あの朝日をおぼえていますか

 

身体が浮いている、と感じた時にはもう遅かった。
スローモーション。ゆっくりと宙を舞う。
承太郎と目がかち合った。見開かれたエメラルドの瞳。相変わらずきれいだな、と微笑んだ。
この異国の地で彼と見た朝日も、綺麗だったな。場違いにそんなことを考える。
きらきらと海面がたゆたい、希望だと言わんばかりに昇る太陽は眩しく。息を呑んだ私を強く抱いた身体の熱は、まだ肌に残っている。

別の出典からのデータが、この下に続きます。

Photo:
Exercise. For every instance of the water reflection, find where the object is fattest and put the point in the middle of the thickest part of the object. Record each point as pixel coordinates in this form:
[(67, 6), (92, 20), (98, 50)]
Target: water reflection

壮絶な数ヶ月だった。息付く間もなく襲い来る刺客に緊張の日々。だけど、この旅は楽しかった。
花京院、ポルナレフ、ジョースターさん、アヴドゥルさん、イギー。みんないい仲間だ。
そして、最愛のひと。どうか幸せになって、でも私のことは忘れないで。なんて、わがままかな?
ああ、これが走馬燈か。たった十数年の人生。呆気ないものだったな。
赤く染まった拳を揺らしながら口角を上げるDIO。ああそうだ、頭を殴られたんだ。改めて事実を再確認する。
恐らくは致命傷。髪と血がはらはらと踊っているのを視界に捉える。
だけど不思議と痛みはない。つまりそういう事なのだろう、とふわふわした思考。どこまでも他人事だった。
――承太郎、ごめんね。もうだめみたい。
DIOを、世界の敵を、そして私の仇を倒して。
最後にもういちど、と彼の姿を眼に収めようとするもそれは叶わず。
意識は泥のような闇に沈んでいった。